Recapitulemos sin miedo ni desesperación. Este gobierno, elegido por el 50 por ciento de los votantes contra la voluntad del 47, iba a ser nuestra reconciliación en el camino hacia la justicia social. Y sin embargo, a diferencia del Pepe Mujica que sobrevivió a trece años de torturas para enseñarle a su Uruguay que la paz es la convivencia, nuestro líder se pasó tres décadas denunciando al Estado desde adentro, a sueldo, para después salir con una presidencia farragosa que reedita la corrupción, la estigmatización, la violencia de Bogotazo, en fin, que nos ha igualado a sangre y fuego. Si no se dio la reconciliación en este periodo es, pues, porque llegó al poder la misma gente. Y lo suyo no es pactar, sino azuzar las frustraciones.

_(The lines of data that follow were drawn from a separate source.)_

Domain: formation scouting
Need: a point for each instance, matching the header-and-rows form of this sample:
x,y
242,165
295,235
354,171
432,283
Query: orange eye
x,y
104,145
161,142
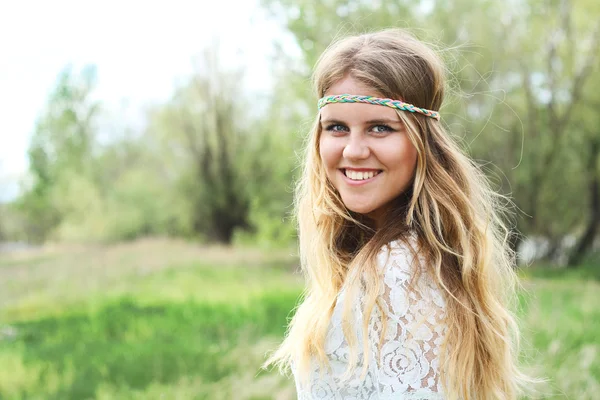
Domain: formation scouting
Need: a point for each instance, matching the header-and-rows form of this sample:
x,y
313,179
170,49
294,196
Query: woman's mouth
x,y
361,175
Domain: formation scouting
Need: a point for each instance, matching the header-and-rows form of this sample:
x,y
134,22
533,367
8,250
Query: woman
x,y
409,276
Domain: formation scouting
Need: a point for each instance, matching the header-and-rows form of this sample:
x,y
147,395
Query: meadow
x,y
165,319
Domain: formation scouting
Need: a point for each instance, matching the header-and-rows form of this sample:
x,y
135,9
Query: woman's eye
x,y
381,129
336,128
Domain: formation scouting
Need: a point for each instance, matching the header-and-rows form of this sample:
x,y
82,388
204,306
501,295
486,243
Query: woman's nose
x,y
356,148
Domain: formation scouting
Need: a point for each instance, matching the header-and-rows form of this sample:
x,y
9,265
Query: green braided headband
x,y
397,104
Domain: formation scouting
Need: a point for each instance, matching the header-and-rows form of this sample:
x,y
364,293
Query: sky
x,y
141,49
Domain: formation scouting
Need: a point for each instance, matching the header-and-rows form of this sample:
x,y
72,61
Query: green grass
x,y
168,320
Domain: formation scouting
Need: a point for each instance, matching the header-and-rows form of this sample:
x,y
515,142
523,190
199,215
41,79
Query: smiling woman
x,y
366,151
409,276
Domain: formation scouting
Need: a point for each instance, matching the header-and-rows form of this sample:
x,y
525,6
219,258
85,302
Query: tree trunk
x,y
585,243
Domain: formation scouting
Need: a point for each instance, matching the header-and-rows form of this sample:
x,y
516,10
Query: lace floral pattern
x,y
407,367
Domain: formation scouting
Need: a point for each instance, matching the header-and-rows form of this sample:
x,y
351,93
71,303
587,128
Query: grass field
x,y
161,319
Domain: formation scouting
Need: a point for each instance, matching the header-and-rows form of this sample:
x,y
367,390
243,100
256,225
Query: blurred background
x,y
148,152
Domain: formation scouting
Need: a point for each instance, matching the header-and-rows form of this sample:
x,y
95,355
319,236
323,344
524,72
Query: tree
x,y
61,145
205,130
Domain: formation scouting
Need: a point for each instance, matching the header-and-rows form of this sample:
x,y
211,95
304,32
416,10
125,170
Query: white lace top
x,y
408,365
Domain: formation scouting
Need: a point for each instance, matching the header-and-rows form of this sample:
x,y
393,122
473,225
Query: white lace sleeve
x,y
408,365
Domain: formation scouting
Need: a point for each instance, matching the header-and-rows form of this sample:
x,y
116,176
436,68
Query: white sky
x,y
141,50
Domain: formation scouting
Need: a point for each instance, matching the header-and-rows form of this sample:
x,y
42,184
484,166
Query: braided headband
x,y
397,104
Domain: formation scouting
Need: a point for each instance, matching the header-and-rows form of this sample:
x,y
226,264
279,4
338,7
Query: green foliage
x,y
191,329
519,93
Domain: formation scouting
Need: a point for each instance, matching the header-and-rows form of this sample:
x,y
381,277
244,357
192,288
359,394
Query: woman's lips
x,y
359,173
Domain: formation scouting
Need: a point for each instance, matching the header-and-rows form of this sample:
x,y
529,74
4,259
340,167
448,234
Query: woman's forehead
x,y
349,85
357,112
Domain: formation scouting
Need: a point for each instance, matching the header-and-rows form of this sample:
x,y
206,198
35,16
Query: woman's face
x,y
366,151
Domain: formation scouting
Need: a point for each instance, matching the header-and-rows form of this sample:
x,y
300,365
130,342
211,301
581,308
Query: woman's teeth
x,y
359,176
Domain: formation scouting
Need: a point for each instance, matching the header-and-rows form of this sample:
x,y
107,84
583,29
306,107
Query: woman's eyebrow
x,y
383,121
332,121
369,122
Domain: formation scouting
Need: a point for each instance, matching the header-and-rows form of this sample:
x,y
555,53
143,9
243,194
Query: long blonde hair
x,y
458,220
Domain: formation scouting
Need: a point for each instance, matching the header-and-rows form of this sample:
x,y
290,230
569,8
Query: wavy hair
x,y
458,220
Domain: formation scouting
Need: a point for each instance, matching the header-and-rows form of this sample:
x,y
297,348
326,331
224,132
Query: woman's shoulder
x,y
402,253
402,260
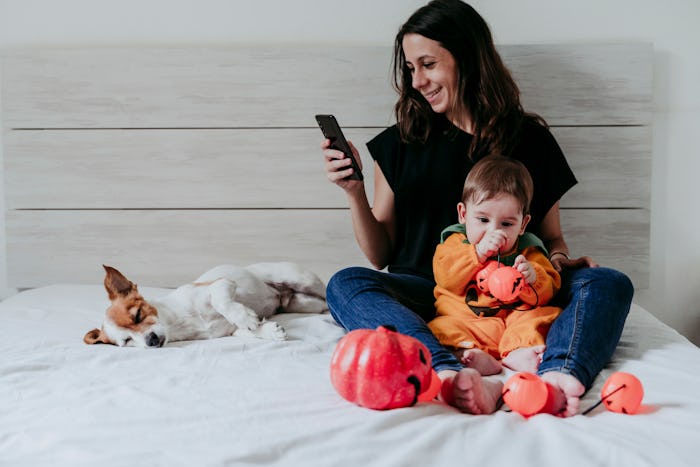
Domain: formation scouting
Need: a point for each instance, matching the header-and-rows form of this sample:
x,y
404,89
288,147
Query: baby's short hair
x,y
497,175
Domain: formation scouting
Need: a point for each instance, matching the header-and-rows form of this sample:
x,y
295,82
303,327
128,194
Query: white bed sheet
x,y
243,401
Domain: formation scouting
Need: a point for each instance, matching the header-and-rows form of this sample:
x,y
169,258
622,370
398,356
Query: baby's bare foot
x,y
469,392
524,359
481,361
568,392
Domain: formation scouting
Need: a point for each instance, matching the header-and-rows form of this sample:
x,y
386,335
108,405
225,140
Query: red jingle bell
x,y
506,283
482,277
622,393
527,394
382,369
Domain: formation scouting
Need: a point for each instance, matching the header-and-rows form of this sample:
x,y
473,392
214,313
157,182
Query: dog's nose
x,y
153,340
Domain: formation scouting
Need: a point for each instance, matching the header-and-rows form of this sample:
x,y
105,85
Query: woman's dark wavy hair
x,y
486,89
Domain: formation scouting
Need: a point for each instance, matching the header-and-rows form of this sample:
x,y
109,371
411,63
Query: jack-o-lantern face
x,y
482,277
380,369
506,283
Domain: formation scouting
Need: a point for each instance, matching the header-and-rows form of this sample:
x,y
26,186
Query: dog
x,y
226,300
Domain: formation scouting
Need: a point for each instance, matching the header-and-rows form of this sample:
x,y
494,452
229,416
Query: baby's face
x,y
503,213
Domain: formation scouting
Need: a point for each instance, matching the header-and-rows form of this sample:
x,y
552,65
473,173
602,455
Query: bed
x,y
164,162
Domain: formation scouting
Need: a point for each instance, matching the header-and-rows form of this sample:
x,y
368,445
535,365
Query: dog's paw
x,y
271,330
251,321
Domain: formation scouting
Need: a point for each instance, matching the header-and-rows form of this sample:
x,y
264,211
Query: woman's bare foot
x,y
469,392
481,361
524,359
568,392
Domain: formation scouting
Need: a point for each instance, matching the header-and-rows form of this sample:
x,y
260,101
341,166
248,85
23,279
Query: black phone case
x,y
331,130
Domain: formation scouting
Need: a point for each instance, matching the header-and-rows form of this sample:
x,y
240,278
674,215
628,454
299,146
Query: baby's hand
x,y
490,244
526,269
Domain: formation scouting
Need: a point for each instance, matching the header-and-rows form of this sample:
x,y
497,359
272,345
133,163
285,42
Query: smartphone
x,y
331,130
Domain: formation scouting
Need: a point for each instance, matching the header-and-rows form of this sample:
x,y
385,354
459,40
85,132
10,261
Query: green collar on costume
x,y
524,241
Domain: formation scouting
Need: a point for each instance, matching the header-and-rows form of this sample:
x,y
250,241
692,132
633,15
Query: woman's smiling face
x,y
433,71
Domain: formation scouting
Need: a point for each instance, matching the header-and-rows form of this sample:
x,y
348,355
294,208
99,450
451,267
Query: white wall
x,y
671,26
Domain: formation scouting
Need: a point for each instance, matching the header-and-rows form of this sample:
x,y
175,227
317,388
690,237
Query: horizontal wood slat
x,y
285,86
166,161
263,168
167,248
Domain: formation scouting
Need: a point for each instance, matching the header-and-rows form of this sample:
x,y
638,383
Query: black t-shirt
x,y
427,181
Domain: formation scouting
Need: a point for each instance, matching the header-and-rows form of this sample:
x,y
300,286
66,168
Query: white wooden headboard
x,y
166,161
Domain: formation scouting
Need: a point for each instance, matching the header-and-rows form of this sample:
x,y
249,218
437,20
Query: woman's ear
x,y
461,212
526,220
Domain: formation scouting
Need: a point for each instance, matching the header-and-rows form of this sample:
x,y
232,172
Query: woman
x,y
458,103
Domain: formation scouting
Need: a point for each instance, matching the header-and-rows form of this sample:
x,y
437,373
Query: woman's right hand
x,y
339,168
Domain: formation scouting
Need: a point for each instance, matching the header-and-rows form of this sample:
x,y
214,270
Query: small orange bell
x,y
528,394
622,393
506,283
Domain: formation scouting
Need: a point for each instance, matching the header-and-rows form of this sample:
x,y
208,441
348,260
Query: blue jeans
x,y
580,341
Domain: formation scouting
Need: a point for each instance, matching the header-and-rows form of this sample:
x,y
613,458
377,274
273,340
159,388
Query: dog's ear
x,y
117,284
96,336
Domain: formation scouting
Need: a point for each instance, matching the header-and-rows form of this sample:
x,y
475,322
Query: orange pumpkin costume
x,y
470,318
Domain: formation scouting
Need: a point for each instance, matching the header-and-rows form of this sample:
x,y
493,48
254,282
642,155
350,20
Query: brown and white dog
x,y
227,300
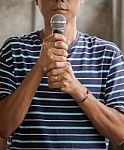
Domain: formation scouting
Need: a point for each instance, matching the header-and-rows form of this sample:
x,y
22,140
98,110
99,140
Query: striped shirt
x,y
54,121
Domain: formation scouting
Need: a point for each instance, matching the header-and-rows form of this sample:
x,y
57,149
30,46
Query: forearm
x,y
14,107
3,144
108,121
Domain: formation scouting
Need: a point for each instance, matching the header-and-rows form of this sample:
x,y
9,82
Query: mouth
x,y
60,8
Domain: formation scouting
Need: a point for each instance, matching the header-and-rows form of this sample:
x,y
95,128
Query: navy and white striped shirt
x,y
54,121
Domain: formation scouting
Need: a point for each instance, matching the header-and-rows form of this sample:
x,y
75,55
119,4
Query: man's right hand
x,y
53,51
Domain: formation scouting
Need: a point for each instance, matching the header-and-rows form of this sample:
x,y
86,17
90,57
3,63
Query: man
x,y
61,91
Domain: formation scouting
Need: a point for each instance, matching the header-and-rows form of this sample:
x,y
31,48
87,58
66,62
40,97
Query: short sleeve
x,y
7,81
114,93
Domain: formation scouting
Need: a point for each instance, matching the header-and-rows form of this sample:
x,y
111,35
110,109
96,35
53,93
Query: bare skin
x,y
52,61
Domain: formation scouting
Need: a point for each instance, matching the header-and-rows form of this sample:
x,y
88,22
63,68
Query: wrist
x,y
84,98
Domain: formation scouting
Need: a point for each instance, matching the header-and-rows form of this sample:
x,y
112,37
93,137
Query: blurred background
x,y
103,18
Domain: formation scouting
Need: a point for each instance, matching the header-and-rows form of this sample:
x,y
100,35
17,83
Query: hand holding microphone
x,y
54,48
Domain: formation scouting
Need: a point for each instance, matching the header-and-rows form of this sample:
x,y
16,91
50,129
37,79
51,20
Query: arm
x,y
13,108
3,144
108,121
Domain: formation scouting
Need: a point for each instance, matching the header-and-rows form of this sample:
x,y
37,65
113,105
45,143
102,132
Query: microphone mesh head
x,y
58,22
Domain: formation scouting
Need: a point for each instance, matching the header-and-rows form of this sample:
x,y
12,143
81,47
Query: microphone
x,y
58,23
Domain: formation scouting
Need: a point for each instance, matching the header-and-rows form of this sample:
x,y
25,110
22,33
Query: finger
x,y
57,65
55,37
52,79
61,45
55,72
55,58
54,85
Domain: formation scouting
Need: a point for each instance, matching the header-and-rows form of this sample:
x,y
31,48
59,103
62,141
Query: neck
x,y
70,32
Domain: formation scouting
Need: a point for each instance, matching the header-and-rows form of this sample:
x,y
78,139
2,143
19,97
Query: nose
x,y
60,0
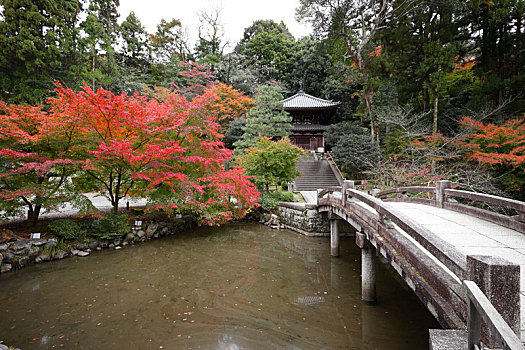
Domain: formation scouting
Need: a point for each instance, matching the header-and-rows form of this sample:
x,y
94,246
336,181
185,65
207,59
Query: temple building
x,y
311,116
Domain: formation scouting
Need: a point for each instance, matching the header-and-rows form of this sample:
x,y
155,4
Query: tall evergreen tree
x,y
268,118
37,45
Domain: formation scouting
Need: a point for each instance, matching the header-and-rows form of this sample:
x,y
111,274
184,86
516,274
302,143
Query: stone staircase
x,y
315,174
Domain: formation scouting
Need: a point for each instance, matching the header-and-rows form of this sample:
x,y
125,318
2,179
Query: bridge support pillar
x,y
368,268
441,186
334,237
347,184
499,280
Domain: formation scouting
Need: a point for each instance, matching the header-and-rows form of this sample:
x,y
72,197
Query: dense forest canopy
x,y
407,73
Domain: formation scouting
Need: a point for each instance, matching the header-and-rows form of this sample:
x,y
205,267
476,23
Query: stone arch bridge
x,y
464,260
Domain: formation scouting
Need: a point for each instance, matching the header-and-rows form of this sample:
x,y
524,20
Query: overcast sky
x,y
236,14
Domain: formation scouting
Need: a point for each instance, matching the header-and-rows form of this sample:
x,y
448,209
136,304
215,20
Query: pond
x,y
240,286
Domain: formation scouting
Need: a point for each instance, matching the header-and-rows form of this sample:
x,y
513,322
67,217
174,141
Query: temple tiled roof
x,y
302,100
308,127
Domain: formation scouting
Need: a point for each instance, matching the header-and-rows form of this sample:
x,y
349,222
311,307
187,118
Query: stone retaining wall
x,y
18,254
306,219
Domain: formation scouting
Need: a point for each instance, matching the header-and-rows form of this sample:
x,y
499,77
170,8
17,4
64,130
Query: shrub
x,y
66,228
111,226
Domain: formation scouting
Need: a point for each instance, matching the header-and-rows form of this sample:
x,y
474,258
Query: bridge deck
x,y
472,236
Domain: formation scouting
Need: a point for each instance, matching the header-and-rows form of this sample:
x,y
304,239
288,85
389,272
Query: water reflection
x,y
239,286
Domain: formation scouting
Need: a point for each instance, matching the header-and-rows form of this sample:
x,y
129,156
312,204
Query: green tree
x,y
352,147
133,56
438,62
271,162
210,45
267,119
356,23
38,43
100,28
266,49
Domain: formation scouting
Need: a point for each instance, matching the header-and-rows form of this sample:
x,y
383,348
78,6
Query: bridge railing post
x,y
318,191
347,184
441,186
499,280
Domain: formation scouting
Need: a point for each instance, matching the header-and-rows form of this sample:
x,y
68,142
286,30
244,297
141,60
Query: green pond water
x,y
240,286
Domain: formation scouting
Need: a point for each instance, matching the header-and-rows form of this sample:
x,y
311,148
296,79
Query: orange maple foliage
x,y
129,144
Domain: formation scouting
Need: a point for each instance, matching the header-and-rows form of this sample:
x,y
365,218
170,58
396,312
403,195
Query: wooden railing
x,y
479,307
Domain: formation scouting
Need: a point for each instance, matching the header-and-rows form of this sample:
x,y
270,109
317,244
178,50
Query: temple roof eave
x,y
303,101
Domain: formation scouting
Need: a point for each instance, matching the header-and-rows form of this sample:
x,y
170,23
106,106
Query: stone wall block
x,y
499,280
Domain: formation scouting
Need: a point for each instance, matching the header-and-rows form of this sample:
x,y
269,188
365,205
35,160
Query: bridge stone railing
x,y
438,284
380,222
443,196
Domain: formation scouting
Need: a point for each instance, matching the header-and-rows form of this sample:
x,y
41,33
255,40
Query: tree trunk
x,y
434,123
114,204
33,213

Buena parte del discurso presidencial es paranoide, ladino y calumnioso: insiste en ese golpe de Estado fraguado por congresistas, consejeros de Estado, medios censuradores, gremios, mafiosos, funcionarios uribistas, nazis de Chapinero. Es el delirio entre el delirio. Es el sermón de un Jesús que es Judas. Pero multitudes de colombianos asienten, con razón, en la parte del discurso que es verdad: Colombia es, en efecto, uno de los países más desiguales e indolentes del mundo. Y la denuncia diaria, que hace el presidente, de este fiasco social que nos reparte entre explotadores y explotados, no solo logra que muchísima gente perdone el mal gobierno, sino que sea ciega a la latiente realidad.
A las 22 masacres de estos cinco meses. Al repugnante escándalo de la UNGRD. A los pacientes que mueren mientras el Gobierno simula mesas de concertación.
Veo otro video decadente que lo prueba todo: el primer ministro, perito en dobleces, pierde la cabeza porque el mezquino Senado les resucita la reforma laboral que les tumbó sin más, pero les hunde por poco, 49 contra 47, la consulta popular que iba a rejuvenecerlos. Hay otro video turbio en el que el presidente, de viaje, no solo ve un 19 de abril, sino que vaticina un 9: habla de fraude, de cabildos, de no usar la fuerza –basta con tener a las EPS en cuidados intensivos– contra el pueblo. Pero en el video que veo, el clímax del fracaso del Gobierno y de su oposición, hay babas, ojos salidos, gritos de barras bravas. Y una mujer de gafas se queda pasmada, en el fondo de la imagen, porque ese fuego cruzado demuestra que estos políticos no piensan en nuestras reformas, sino en sus campañas.
Y que demasiados son grotescos, sí, tiene razón el que lo diga: demasiados políticos son sórdidos, rastreros. Hoy no tienen partidos, sino chats. Pero saben de memoria que en Colombia, esta tierra nuestra que ha sobrevivido gracias a la promesa del cielo, millones de ciudadanos renuncian al lento reformismo democrático a cambio de la dopamina del discurso veintejuliero.
Yo, así dé igual, voto porque les exijamos a lado y lado que dejen de disponer de nuestras vidas –que dejen de atarnos a su locura, de dividirnos, de sacrificarnos, de desahuciarnos– para ganarles el juego a sus fantasmas.